A Justiça argentina abriu um inquérito na sequência da morte de Diego Maradona para averiguar se existiu algum tipo de negligência médica em relação ao astro argentino e, este domingo, o diário Marca publica uma entrevista ao jornalista que lançou, em primeira mão, a notícia do óbito, na quarta-feira.

As palavras de Julio Chiapetta, editor de desporto do diário Clarín, não são meigas e adensam as suspeitas em redor de uma eventual situação dúbia em redor do falecimento de "El Pibe".

"A minha fonte disse-me algo que creio que não aconteceu: que Diego se tinha levantado e, depois de voltar a deitar-se, teve a paragem cardíaca. Eu acho que Diego morreu durante a noite, no sono. Foi para a cama às 23h00 de terça-feira e já não acordou. Jonny, o sobrinho dele, foi o último a vê-lo com vida. A enfermeira que tratava dele disse que a empresa para a qual trabalha a obrigou a dizer que o viu vivo às seis da manhã. Se houve negligência?
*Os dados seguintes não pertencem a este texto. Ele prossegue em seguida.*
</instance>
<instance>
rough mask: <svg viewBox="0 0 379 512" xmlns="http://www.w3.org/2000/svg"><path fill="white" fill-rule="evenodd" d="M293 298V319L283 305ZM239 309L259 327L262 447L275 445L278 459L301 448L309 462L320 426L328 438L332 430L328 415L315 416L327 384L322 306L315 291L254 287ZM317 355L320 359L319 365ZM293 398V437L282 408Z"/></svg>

Não sei, mas penso que a equipa médica encarregada de vigiar Maradona durante 24 horas, em três turnos, vai ter problemas. Nem sequer tinham um desfibrilhador em casa! Parece-lhe normal? Não me parece, principalmente para um paciente que tem antecedentes cardíacos e vinha de uma operação complexa", atirou Chiapetta, que revelou ter chorado durante "meia-hora" logo após saber da notícia.